The Financial Industry Regulatory Authority Inc. will phase in from 2022 to 2024 a total of $225 million in hikes across three fee categories -- the gross income assessment, the the trading activity fee and fees based on the number of registered representatives a firm employs -- the brokerage industry self-regulator said in a plan filed with the Securities and Exchange Commission.
In a letter to member firms, Finra Chief Executive Robert Cook and Finra board chair Eileen Murray said the average firm would experience a 0.06% increase in the affected fees as a percentage of its revenues over the next five years, assuming no increase in its revenue.
The proposal said the total fee increase represents a 5% compounded annual growth rate across all Finra fees between this year and full implementation in 2024.
“As we look forward, we are confident that the plan … will put Finra on a firmer financial footing to support our mission in the years to come and offer member firms additional certainty and transparency regarding their regulatory costs,” Cook and Murray wrote.
As the brokerage industry shrinks -- reducing Finra’s fee income -- and as its regulatory mandate expands, the Finra board has been wrestling with revenue challenges.
“The necessity of addressing fees has been a long time coming and has been part of board conversations for more than a decade now,” said Jack Brennan, a former Finra board chair and chairman emeritus of Vanguard. The proposal “seems to me to be prudent in the balance of cost and doing [Finra’s regulatory] job as well as they can.”
Finra has not increased core regulatory fees since 2013 and has not imposed any significant increase since 2010, the proposal states. From 2010 through 2019, Finra has drawn more than $600 million from its reserves, or investment accounts, to defer fee increases. The reserve usage represented an average of 6.6% of Finra’s operating budget each year.
Finra will continue to tap reserves for the next two years before implementing the fee increases. But it is giving firms a warning of what’s to come.
“Finra is moving forward at this time to establish a transparent framework under which it can provide member firms with significant advance notice of the increase, permit the increase to be phased in over multiple years, and continue to strategically spend down our reserves over the next several years,” the proposal states.

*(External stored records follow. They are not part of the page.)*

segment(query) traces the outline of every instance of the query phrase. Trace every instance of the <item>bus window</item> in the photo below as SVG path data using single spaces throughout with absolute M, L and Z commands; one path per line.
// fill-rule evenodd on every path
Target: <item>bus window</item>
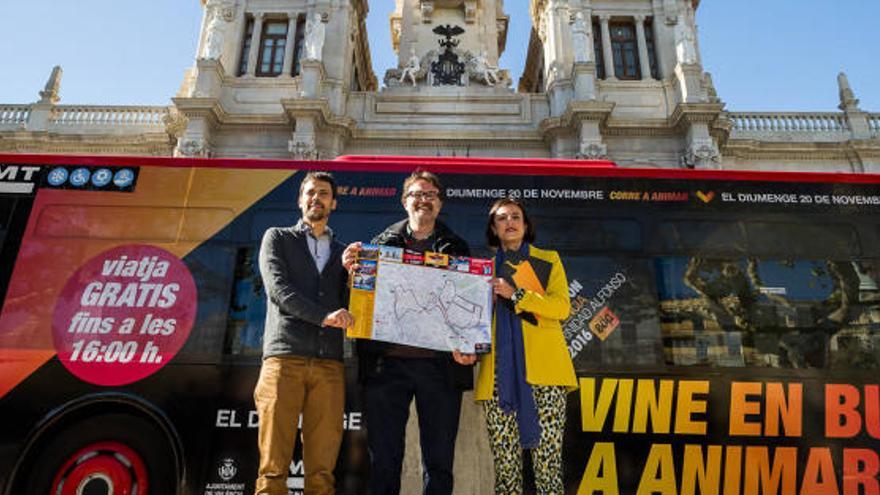
M 850 225 L 791 222 L 660 222 L 651 250 L 714 256 L 783 258 L 857 258 L 859 237 Z
M 562 331 L 575 369 L 663 364 L 650 261 L 560 254 L 572 304 Z
M 651 251 L 744 254 L 746 232 L 740 222 L 687 220 L 660 222 L 649 236 Z
M 785 258 L 858 258 L 859 236 L 845 224 L 745 222 L 749 253 Z
M 577 225 L 577 228 L 573 228 Z M 629 219 L 536 216 L 540 240 L 560 251 L 635 252 L 642 250 L 642 229 Z
M 266 293 L 253 247 L 241 247 L 235 256 L 235 276 L 226 326 L 223 353 L 256 356 L 263 353 L 263 322 Z
M 655 262 L 666 362 L 880 368 L 880 297 L 849 260 Z

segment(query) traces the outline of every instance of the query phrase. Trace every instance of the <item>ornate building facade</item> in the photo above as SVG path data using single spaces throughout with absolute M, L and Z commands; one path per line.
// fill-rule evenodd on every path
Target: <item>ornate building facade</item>
M 396 0 L 398 67 L 381 87 L 367 0 L 202 3 L 197 53 L 173 105 L 59 104 L 55 68 L 39 101 L 0 104 L 0 152 L 454 154 L 880 173 L 880 113 L 859 107 L 843 74 L 839 111 L 726 111 L 703 68 L 699 0 Z M 532 21 L 521 75 L 498 67 L 505 7 L 527 7 Z M 465 404 L 458 492 L 489 493 L 481 414 Z M 405 493 L 420 483 L 412 447 Z
M 859 107 L 843 74 L 840 111 L 726 111 L 703 69 L 699 0 L 531 0 L 521 75 L 498 67 L 503 0 L 396 0 L 399 63 L 381 87 L 367 0 L 202 3 L 173 105 L 59 104 L 56 69 L 36 103 L 0 105 L 0 151 L 880 171 L 880 115 Z

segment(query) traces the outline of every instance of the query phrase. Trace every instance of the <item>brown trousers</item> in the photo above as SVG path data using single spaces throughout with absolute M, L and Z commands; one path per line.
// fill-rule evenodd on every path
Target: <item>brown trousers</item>
M 333 468 L 342 443 L 345 373 L 341 362 L 295 356 L 263 360 L 254 389 L 260 415 L 255 493 L 287 495 L 287 475 L 302 414 L 307 495 L 335 493 Z

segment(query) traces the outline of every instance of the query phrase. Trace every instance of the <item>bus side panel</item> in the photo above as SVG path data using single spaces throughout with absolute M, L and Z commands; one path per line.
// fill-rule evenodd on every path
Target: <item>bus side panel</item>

Finra said that its total expenses grew at less than the rate of inflation from 2010 through 2019. In its 2019 annual report, Finra said overall expenses grew by 11% to a total of $1.095 billion in 2019, up from $975 million in 2018. Finra’s net revenues were $938.5 million in 2019, an increase of 2.2% when compared to 2018, when it reported $918.5 million in net revenues. Finra has projected another operating loss for 2020.
There’s only so much the regulator can do to tighten its belt, said Mark Cresap, a former board member and founder of Cresap Inc., a financial advisory firm.
Cresap said the increasing complexity of financial markets and products, as well as new regulations Finra must enforce -- such as Regulation Best Interest, the new broker investment advice standard -- means the organization can’t slash its operating costs the way a private-sector firm could.
“It’s difficult for Finra to be as nimble with expenses as the industry would like them to be,” Cresap said. “I have to credit them with doing a lot to reduce their expenses. I would consider [the fee increase proposal] fair considering the challenges they face to narrow that gap between revenue and expenses.”
The SEC would have to approve the Finra fee increase. The agency also can open a public comment period on the proposal. The timeline for the process is not clear.
Finra oversees approximately 3,517 brokerages and 630,000 registered representatives.